The algebro-geometric initial value problem for the Ablowitz-Ladik hierarchy

We discuss the algebro-geometric initial value problem for the Ablowitz-Ladik hierarchy with complex-valued initial data and prove unique solvability globally in time for a set of initial (Dirichlet divisor) data of full measure. To this effect we develop a new algorithm for constructing stationary complex-valued algebro-geometric solutions of the Ablowitz-Ladik hierarchy, which is of independent interest as it solves the inverse algebro-geometric spectral problem for general (non-unitary) Ablowitz-Ladik Lax operators, starting from a suitably chosen set of initial divisors of full measure. Combined with an appropriate first-order system of differential equations with respect to time (a substitute for the well-known Dubrovin-type equations), this yields the construction of global algebro-geometric solutions of the time-dependent Ablowitz-Ladik hierarchy.

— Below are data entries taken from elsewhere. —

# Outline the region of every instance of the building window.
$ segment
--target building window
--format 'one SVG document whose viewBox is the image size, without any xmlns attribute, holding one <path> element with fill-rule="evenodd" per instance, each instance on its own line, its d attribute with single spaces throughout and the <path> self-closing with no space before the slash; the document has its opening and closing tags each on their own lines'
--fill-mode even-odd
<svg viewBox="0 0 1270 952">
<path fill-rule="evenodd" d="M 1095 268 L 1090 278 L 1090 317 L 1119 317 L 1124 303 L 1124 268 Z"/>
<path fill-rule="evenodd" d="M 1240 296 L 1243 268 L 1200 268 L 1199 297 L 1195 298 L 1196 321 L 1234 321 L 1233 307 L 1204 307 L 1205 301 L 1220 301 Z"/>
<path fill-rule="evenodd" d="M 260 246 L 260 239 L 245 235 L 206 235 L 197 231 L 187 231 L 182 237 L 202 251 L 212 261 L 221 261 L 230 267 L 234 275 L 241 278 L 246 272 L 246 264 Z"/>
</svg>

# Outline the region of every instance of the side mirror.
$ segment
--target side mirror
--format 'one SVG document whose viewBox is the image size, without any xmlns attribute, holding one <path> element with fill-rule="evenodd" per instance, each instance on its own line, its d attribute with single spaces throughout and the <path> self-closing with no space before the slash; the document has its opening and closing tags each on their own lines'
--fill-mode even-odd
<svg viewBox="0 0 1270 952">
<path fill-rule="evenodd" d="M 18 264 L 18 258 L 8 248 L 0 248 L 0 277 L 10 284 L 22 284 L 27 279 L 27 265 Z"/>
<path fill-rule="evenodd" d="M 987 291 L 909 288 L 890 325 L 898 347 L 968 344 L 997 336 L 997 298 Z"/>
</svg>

   The treatment of general (non-unitary) Lax operators associated with general coefficients for the Ablowitz-Ladik hierarchy poses a variety of difficulties that, to the best of our knowledge, are successfully overcome here for the first time. Our approach is not confined to the Ablowitz-Ladik hierarchy but applies generally to $(1+1)$-dimensional completely integrable soliton equations of differential-difference type.